Singles from Like Now
- "Dindi" Released: August 1990;

= Like Now =

Like Now is a studio album by Australian singer Kate Ceberano and her Sextet, and released in August 1990. It was Ceberano's second jazz album, following her 1987 live album Kate Ceberano and her Septet; but unlike that album, this was recorded in a studio. It peaked at No. 18 in Australia.

Ceberano won the award for Best Female Jazz Performer at the 1991 Mo Awards.

==Background==
Following the major success of her 1989 pop album Brave, Ceberano returned to the studio and recorded a jazz album with her sextet.

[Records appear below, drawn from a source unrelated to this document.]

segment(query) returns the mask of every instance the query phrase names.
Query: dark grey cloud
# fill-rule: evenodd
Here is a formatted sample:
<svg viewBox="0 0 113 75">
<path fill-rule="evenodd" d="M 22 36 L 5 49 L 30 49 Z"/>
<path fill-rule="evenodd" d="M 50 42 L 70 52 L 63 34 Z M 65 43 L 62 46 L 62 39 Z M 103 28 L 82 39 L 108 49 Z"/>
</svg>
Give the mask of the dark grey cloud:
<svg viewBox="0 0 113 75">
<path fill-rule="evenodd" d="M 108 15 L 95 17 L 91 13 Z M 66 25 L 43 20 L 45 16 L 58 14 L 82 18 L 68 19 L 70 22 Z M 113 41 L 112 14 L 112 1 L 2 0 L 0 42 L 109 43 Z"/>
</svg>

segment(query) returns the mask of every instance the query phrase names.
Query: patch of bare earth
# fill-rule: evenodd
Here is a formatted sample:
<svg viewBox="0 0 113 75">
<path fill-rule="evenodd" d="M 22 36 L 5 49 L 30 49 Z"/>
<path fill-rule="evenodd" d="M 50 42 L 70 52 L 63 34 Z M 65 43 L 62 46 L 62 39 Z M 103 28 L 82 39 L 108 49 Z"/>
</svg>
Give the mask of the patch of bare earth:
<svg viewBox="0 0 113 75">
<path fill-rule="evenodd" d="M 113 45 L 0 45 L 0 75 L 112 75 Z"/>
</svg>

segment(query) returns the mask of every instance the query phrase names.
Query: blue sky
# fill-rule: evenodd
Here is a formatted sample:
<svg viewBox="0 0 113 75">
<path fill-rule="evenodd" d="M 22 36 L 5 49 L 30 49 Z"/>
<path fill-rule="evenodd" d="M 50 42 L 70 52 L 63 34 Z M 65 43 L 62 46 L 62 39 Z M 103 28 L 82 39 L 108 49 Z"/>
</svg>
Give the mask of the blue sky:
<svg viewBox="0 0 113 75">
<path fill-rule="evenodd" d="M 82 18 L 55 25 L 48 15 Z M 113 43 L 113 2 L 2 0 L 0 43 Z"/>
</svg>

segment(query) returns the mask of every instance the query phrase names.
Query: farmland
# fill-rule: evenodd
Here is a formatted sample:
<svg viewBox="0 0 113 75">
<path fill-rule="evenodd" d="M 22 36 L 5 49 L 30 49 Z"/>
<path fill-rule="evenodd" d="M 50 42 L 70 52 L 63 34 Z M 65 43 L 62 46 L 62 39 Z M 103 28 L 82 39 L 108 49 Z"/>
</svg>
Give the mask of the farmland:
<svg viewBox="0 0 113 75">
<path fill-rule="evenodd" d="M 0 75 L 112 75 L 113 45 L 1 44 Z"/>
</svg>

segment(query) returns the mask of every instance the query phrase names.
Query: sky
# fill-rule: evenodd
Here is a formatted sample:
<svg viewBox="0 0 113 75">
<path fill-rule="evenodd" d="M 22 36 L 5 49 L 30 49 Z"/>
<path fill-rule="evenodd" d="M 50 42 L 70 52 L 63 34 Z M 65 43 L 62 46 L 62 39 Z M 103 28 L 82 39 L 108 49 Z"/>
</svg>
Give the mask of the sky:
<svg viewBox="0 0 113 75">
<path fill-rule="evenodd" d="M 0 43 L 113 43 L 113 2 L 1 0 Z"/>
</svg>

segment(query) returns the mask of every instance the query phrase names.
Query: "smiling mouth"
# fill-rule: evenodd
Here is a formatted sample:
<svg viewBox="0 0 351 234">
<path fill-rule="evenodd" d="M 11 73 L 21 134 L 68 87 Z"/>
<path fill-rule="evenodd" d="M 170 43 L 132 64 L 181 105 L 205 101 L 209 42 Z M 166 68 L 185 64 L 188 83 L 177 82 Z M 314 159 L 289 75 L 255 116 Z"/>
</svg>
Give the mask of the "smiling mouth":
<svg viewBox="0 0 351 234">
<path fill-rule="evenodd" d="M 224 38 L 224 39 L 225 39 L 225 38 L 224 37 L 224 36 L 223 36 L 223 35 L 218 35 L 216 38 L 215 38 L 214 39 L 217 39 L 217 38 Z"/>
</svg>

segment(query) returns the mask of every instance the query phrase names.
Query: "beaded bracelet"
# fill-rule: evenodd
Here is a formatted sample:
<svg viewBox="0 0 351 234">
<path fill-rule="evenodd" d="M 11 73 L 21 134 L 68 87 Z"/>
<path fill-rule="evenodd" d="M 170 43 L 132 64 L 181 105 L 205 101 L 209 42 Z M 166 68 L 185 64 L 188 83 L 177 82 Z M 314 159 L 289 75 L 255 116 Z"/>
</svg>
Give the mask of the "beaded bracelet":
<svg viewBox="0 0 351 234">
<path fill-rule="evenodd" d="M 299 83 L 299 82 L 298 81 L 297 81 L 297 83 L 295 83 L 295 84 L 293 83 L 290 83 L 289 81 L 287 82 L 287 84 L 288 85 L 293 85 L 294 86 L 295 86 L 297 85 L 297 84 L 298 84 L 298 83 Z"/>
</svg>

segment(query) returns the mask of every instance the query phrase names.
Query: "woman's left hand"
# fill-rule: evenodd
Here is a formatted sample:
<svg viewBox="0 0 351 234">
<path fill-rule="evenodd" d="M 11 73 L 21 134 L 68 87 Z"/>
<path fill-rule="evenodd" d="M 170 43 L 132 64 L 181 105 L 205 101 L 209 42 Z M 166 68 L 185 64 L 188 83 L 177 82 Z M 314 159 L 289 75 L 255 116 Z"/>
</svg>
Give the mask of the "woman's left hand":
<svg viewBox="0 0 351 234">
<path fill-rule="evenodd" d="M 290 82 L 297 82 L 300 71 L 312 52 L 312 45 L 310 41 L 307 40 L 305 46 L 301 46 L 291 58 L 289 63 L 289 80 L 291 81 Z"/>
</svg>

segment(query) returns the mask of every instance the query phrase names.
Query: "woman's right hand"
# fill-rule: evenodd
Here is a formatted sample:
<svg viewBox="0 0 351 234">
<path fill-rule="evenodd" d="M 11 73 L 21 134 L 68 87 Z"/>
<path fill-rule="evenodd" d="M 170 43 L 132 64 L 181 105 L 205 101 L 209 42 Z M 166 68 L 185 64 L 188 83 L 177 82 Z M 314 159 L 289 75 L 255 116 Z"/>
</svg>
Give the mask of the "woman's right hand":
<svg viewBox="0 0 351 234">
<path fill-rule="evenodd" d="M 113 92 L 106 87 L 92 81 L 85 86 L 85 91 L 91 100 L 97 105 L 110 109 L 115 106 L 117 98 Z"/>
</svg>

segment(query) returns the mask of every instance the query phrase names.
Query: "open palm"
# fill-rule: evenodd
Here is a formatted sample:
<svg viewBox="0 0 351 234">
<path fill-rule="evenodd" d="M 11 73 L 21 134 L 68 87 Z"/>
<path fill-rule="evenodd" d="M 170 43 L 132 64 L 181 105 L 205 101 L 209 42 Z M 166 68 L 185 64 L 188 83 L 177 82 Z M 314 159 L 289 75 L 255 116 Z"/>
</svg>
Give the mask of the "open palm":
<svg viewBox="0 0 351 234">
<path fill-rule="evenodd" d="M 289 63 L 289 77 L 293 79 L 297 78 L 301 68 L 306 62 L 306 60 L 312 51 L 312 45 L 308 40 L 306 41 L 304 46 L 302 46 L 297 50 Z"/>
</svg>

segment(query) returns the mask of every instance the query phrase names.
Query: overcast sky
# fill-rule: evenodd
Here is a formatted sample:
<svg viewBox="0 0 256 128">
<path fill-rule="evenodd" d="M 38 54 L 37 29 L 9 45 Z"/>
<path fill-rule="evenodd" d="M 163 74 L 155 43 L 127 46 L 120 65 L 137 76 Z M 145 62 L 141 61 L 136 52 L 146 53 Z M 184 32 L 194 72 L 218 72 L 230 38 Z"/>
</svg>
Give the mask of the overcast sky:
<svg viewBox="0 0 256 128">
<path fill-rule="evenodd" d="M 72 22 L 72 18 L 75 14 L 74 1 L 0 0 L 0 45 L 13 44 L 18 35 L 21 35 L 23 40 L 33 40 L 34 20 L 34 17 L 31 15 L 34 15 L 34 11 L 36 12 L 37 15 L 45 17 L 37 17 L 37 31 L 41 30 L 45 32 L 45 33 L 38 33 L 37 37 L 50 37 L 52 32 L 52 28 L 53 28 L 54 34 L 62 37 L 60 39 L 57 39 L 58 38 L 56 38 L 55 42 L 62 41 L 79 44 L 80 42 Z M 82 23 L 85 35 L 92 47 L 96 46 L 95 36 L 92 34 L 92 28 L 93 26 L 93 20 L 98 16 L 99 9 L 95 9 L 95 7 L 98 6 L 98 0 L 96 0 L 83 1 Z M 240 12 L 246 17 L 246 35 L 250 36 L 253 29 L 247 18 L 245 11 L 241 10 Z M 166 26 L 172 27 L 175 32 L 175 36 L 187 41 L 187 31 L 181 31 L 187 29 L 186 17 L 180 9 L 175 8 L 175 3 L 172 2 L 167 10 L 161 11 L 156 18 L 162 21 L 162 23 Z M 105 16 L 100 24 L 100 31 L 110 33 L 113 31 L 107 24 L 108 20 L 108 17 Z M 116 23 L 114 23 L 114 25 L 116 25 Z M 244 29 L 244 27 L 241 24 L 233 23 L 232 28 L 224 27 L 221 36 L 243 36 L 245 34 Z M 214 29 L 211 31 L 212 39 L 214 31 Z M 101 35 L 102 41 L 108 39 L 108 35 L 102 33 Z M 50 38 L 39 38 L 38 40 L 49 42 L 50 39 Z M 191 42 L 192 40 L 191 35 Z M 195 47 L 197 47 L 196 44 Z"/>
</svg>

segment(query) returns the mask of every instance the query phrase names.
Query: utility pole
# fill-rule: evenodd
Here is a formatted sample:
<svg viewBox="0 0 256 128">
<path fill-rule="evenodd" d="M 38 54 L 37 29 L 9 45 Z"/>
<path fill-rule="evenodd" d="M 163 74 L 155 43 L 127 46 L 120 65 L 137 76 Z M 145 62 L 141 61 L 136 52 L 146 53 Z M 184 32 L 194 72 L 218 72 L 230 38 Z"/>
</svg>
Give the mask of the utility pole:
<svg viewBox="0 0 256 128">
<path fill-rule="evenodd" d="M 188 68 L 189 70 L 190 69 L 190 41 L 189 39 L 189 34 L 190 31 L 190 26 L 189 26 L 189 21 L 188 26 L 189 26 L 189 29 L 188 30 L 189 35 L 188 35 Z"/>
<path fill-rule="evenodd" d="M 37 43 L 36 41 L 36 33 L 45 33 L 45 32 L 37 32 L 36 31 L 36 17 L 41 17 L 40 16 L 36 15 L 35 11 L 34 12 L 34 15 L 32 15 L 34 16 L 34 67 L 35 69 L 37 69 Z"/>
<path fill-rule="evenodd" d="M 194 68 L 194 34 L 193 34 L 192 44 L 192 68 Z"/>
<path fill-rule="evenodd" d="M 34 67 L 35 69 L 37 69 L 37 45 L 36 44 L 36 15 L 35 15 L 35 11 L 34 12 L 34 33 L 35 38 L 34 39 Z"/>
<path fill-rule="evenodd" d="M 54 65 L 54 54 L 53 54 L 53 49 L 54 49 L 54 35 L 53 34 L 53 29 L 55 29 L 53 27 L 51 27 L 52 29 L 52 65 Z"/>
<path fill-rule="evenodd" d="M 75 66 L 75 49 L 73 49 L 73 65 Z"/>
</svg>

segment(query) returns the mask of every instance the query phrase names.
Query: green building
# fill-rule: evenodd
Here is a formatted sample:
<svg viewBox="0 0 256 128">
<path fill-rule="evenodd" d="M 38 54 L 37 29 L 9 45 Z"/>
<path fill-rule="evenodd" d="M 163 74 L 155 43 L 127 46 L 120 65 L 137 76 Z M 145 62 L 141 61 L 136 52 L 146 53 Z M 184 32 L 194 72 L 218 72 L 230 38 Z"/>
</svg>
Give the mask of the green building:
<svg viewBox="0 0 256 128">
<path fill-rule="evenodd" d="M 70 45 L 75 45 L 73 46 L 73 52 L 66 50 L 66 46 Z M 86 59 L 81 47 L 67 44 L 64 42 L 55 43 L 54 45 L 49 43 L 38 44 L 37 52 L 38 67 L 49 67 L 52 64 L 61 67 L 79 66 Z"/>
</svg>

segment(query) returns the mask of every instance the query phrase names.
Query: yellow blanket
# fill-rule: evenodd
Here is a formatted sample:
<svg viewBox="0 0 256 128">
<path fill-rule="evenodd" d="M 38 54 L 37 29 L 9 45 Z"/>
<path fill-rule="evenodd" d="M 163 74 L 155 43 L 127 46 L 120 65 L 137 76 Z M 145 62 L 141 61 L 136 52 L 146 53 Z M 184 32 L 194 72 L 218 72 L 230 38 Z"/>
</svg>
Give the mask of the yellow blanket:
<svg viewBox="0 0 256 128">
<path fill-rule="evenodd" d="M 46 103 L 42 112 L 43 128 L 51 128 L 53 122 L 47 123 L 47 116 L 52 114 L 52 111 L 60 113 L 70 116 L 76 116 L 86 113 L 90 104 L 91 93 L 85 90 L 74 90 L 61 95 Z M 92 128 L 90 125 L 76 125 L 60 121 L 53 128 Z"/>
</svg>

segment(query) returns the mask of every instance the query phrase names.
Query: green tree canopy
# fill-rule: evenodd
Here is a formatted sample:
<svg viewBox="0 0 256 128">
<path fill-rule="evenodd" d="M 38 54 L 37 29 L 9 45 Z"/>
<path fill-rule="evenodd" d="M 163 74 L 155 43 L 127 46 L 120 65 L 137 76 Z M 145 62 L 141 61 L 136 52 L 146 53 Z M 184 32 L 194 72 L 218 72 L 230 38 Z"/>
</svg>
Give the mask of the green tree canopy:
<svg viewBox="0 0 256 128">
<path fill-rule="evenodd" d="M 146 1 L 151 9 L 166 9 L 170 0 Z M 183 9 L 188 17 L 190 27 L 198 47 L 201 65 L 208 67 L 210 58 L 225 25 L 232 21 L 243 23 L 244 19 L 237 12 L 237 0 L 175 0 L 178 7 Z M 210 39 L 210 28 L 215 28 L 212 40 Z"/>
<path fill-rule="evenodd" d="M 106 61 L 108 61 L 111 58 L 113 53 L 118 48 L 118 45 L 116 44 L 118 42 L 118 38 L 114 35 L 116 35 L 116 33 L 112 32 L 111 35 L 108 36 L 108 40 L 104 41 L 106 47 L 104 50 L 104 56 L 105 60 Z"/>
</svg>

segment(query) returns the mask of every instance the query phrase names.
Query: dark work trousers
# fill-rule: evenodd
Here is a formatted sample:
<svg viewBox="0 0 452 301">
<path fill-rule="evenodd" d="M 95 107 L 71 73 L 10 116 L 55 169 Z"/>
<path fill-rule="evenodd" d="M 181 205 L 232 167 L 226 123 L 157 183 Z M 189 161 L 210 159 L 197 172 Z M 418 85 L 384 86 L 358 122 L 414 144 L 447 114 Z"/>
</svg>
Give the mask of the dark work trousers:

"Dindi" was released as the only single from the album in August 1990. The song peaked at number 158 on the ARIA Chart.

==Critical reception==
On 19 October 1990, Adrian Jackson, the director of the Wangaratta Jazz Festival gave the album a positive review in the Business Review Weekly saying; "On her first jazz recording Kate Ceberano and her Septet, she proved that she had a good voice and knew how to swing and have fun. Here, she takes the next step. Not only does she sparkle on songs such as 'Tight' and 'Talk to me Baby', she also sounds as if she knows what she's doing talking about on numbers such as 'You're Blasé', 'Save You Love for Me' and 'Tryin' Times'. Some purists might harbour doubts about Ceberano's credibility as a jazz singer, but this album dispels them. Apart from the vocals, it also offers strong contributions from her band, including some brilliant piano from Jex Saarelaht".

==Track listing==

- The album was dedicated to the late Dexter Gordon and the late Sarah Vaughan.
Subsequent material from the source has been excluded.